LETTERS TO THE EDITOR

Idiopathic pulmonary fibrosis can be a transient diagnosis

Fibrose pulmonar idiopática pode ser um diagnóstico transitório

 

Martina Rodrigues de Oliveira1; Daniel Antunes Silva Pereira1; Olívia Meira Dias1; Ronaldo Adib Kairalla1; Carlos Roberto Ribeiro Carvalho1; Bruno Guedes Baldi1

 

1. Divisão de Pneumologia, Instituto do Coração - InCor - Hospital das Clínicas, Faculdade de Medicina, Universidade de São Paulo, São Paulo (SP) Brasil.


 

 

 

TO THE EDITOR:

Usual interstitial pneumonia (UIP) can be accompanied by various clinical conditions, probably the most important of which is idiopathic pulmonary fibrosis (IPF), although the exact incidence and prevalence of IPF, in Brazil or else-where, remains unknown.(1-3) The diagnosis of IPF can be established only after the exclusion of other diseases po-tentially associated with the UIP pattern, such as chronic hypersensitivity pneumonitis, connective tissue diseases, especially rheumatoid arthritis, drug toxicity, and asbestosis.(1,2,4,5) The association between antineutrophil cyto-plasmic antibody (ANCA)-positive vasculitis and interstitial lung disease (ILD) has recently been described, including another possible etiology for the UIP pattern. Here, we report the case of a patient with an initial diagnosis of IPF who later developed ANCA-positive vasculitis.

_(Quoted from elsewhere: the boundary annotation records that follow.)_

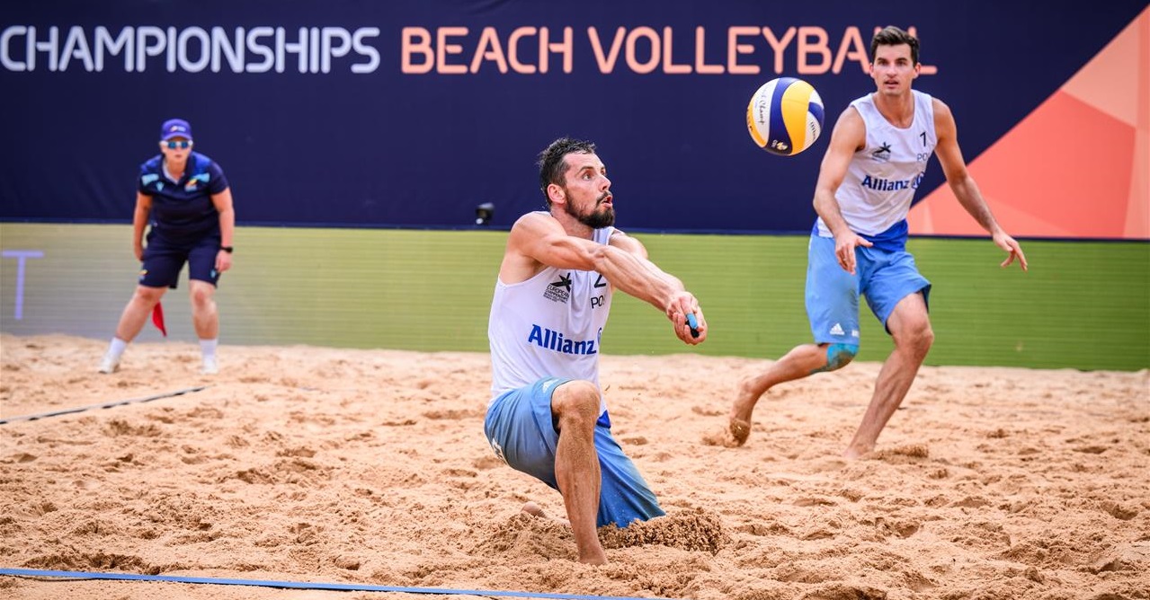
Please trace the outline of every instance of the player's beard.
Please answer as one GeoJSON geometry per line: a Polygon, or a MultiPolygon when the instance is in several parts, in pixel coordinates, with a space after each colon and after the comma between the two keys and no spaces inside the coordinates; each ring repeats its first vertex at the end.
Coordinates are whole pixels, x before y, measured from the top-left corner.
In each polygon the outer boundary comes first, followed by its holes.
{"type": "MultiPolygon", "coordinates": [[[[570,198],[569,193],[567,194],[567,198],[570,198]]],[[[607,192],[604,192],[603,195],[595,201],[595,207],[584,214],[576,213],[570,202],[564,205],[564,210],[566,210],[568,215],[575,217],[576,221],[591,229],[610,228],[615,224],[615,207],[607,206],[604,210],[600,210],[599,207],[603,206],[603,201],[606,199],[607,192]]]]}

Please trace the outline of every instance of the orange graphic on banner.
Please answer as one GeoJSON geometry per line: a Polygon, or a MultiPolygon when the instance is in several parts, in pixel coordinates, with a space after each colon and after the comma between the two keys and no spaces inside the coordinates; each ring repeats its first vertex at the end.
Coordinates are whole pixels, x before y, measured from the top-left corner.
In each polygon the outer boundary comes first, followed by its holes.
{"type": "MultiPolygon", "coordinates": [[[[1012,236],[1150,238],[1150,8],[969,171],[1012,236]]],[[[986,233],[945,185],[907,220],[912,233],[986,233]]]]}

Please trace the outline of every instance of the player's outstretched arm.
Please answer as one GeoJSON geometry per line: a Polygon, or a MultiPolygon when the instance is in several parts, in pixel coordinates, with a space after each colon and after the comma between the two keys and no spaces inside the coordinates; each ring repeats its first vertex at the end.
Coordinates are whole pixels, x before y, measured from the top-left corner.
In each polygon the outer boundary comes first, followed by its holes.
{"type": "Polygon", "coordinates": [[[814,210],[835,236],[835,256],[838,259],[838,266],[852,275],[856,264],[854,248],[872,244],[851,231],[846,220],[843,218],[835,192],[846,177],[851,157],[865,143],[866,124],[862,117],[853,107],[846,107],[830,133],[827,153],[823,154],[822,164],[819,167],[819,180],[814,185],[814,210]]]}
{"type": "Polygon", "coordinates": [[[958,145],[958,126],[954,124],[954,115],[950,111],[950,107],[936,98],[934,111],[935,133],[938,136],[935,155],[938,156],[938,162],[942,164],[951,191],[954,192],[954,197],[958,198],[963,208],[974,217],[979,225],[982,225],[982,229],[990,233],[995,244],[1007,253],[1002,267],[1009,267],[1018,260],[1022,270],[1027,270],[1029,264],[1026,261],[1026,254],[1022,253],[1022,246],[998,225],[998,221],[990,213],[990,206],[982,198],[982,192],[974,182],[974,177],[966,169],[963,149],[958,145]]]}

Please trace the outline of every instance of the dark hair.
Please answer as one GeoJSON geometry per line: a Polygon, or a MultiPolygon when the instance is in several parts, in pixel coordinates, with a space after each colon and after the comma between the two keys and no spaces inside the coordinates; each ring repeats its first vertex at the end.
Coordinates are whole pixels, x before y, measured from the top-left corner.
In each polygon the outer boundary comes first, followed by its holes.
{"type": "Polygon", "coordinates": [[[919,63],[919,38],[896,28],[895,25],[887,25],[882,31],[874,34],[871,38],[871,62],[874,62],[874,54],[879,51],[879,46],[900,46],[906,44],[911,47],[911,63],[919,63]]]}
{"type": "Polygon", "coordinates": [[[595,143],[574,138],[559,138],[551,143],[539,153],[539,190],[551,206],[551,197],[547,195],[547,186],[551,184],[564,185],[564,172],[567,170],[567,162],[564,156],[577,152],[580,154],[595,154],[595,143]]]}

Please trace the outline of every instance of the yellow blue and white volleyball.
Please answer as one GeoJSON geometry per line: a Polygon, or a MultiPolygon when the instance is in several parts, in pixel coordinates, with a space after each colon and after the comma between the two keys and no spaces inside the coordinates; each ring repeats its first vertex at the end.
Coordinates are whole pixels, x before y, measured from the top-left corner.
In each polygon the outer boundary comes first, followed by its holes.
{"type": "Polygon", "coordinates": [[[803,79],[772,79],[746,105],[746,129],[751,139],[772,154],[798,154],[822,133],[822,98],[803,79]]]}

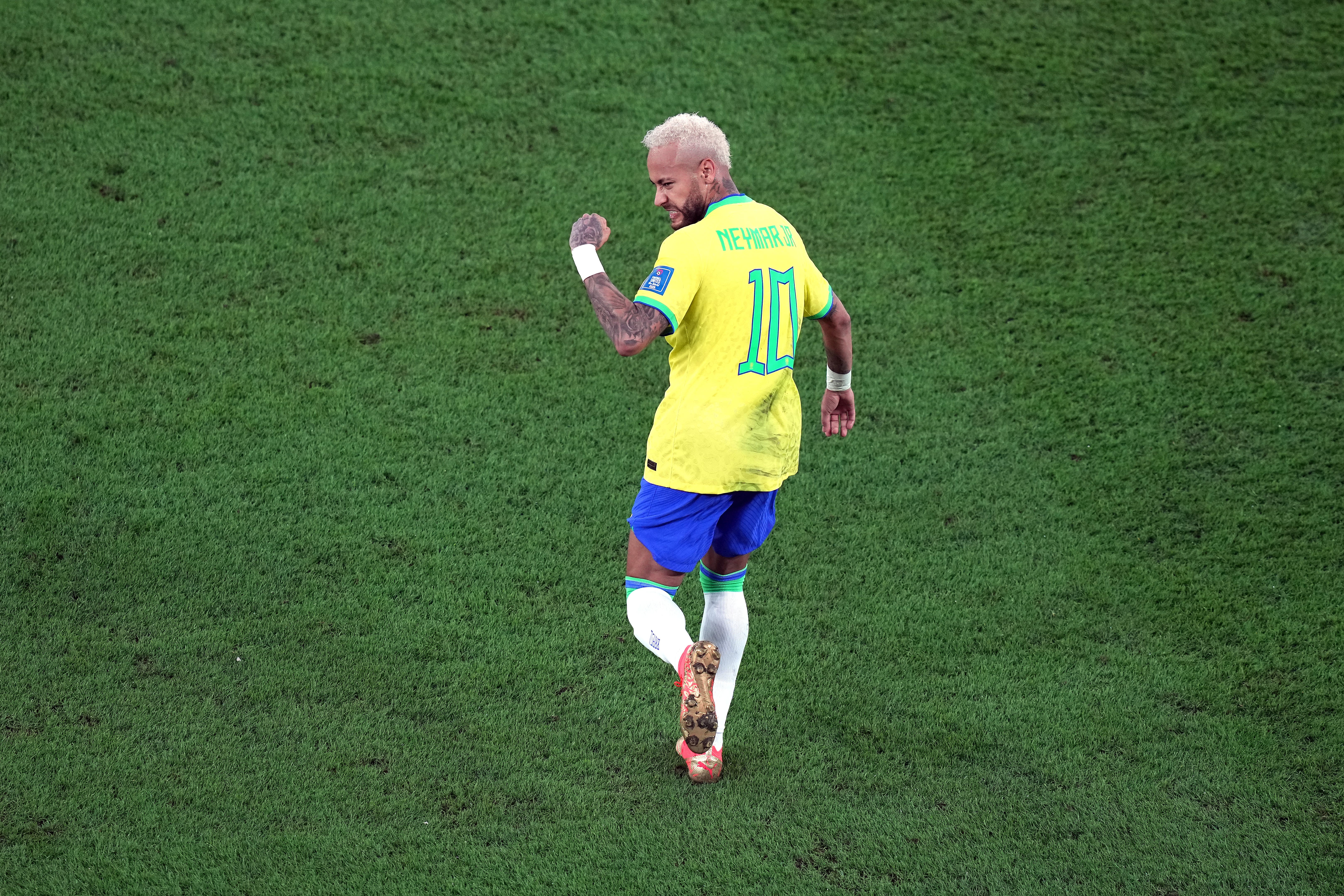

A 62-year-old nonsmoking male patient, a bricklayer, presented with a one-year history of dry cough and slowly progressive dyspnea, classified as grade 2 on the modified Medical Research Council scale. He was being treated with omeprazole, bromopride, and simvastatin for gastroesophageal reflux disease and dyslipidemia. Pulmonary auscultation revealed crackles at both lung bases, and the SpO2 was 97% on room air. The findings of an HRCT scan of the chest (Figure 1) were consistent with a UIP pattern. Pulmonary function tests revealed a mild restrictive pattern (FVC, 78% of predicted/3.6 L; FEV1, 81% of predicted/2.8 L; FEV1/FVC ratio, 0.78; and total lung capacity, 75% of predicted/5.25 L) with normal DLCO (92% of predicted/27.6 mL/min/mmHg). During a six-minute walk test, there was no desaturation (minimum SpO2, 96%), and the six-minute walk distance was 548 m.



The results of laboratory tests were normal, and autoantibody tests were negative, including tests for rheumatoid factor, antinuclear antibodies, anti-Jo-1, anti-Scl-70, and ANCA. The findings of a transthoracic echocardiogram were also normal. A surgical lung biopsy performed at another institution was reviewed and was found to show the UIP histopathological pattern, confirming the diagnosis of IPF. At that time, the patient was still under treatment for gas-troesophageal reflux disease.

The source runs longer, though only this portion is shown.